The associations between BMI and height with thyroid cancer have been difficult to explore in previous small studies owing to the low incidence of this disease. In addition to the large size of the present cohort, we also had an almost complete follow-up with regard to thyroid cancer incidence and deaths. This was made possible by linkages to population-based registries of high quality. Only 0.04% of the study cohort (71 persons) was lost to follow-up, and 0.6% was censored by emigration from Norway.
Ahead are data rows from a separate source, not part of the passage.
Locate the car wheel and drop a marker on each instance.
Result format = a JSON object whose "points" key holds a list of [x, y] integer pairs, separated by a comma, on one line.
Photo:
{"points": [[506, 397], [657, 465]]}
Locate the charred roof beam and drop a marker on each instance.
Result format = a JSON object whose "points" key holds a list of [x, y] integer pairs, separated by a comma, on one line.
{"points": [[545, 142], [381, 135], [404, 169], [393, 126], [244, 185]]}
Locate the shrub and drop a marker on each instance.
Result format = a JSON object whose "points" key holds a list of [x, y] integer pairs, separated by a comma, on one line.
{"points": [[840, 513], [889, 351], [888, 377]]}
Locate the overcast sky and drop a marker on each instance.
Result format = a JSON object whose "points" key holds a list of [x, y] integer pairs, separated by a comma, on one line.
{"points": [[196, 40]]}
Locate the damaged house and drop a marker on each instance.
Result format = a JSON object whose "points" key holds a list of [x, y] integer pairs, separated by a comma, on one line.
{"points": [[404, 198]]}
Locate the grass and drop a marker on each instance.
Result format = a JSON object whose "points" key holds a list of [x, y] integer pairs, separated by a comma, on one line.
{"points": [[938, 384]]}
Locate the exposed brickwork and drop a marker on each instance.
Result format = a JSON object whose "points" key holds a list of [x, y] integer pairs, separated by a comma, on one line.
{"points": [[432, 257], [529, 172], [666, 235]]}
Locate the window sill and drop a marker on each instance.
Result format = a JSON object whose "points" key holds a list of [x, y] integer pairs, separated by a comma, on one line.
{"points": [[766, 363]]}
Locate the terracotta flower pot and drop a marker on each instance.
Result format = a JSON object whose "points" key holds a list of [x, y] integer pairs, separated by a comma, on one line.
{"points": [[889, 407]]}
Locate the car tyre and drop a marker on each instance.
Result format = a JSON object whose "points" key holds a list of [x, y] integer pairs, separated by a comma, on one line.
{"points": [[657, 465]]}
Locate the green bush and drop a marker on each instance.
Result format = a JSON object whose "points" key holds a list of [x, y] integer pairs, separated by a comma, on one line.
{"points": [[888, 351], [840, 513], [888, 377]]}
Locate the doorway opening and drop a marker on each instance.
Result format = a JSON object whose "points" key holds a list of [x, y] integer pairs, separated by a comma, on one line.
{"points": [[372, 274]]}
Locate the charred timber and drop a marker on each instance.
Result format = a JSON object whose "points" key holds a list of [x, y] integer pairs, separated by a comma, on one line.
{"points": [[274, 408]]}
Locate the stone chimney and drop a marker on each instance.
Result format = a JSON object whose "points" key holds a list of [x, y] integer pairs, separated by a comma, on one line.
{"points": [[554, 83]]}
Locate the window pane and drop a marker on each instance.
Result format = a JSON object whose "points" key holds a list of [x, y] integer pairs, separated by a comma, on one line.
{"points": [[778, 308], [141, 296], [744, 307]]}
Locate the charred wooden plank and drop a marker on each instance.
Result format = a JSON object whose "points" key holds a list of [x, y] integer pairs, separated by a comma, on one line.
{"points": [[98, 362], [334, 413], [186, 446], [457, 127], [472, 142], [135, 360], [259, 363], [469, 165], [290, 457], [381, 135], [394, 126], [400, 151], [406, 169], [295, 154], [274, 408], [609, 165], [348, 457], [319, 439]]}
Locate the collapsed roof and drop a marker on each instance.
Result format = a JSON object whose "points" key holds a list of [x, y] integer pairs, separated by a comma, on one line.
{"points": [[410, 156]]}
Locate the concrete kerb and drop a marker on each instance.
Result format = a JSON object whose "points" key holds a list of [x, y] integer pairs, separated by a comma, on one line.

After a pooled analysis of 12 case–control studies, including 2473 cases, Dal Maso et al (2000
) previously found a moderately increased risk of thyroid cancer related to height and weight at diagnosis. Dal Maso et al
(2000) used self-reported values for height and weight during the late teens and at diagnosis. In the present study, we relied on height and weight measurements performed on average 15 years before the diagnosis of thyroid cancer. Hence, our estimates were not diluted by a possible influence of individuals weight on the disease.
Iribarren et al (2001
) evaluated several potential predictors of thyroid cancer in a large American cohort with long follow-up, including more than 200
000 persons. Despite the large size of the cohort and the long follow-up, only 196 thyroid cancers were observed. In this study, no association between BMI, height or weight gain and thyroid cancer was observed.
Dal Maso et al (2000
) hypothesised that an association between BMI and thyroid cancer could be owing to a relationship with steroid hormones or other endocrine factors. However, they observed an association between BMI and thyroid cancer of similar magnitude in older and younger women. Also in the present study, there was no difference in the association between BMI and thyroid cancer in older and younger women.
Like Dal Maso et al (2000
), we observed a moderately increasing risk of thyroid cancer with increasing height. This association may be owing to dietary influence during childhood or adolescence and possible interactions with growth factors.
In conclusion, the present study showed that the risk of thyroid cancer increased moderately with increasing BMI and height in both males and females.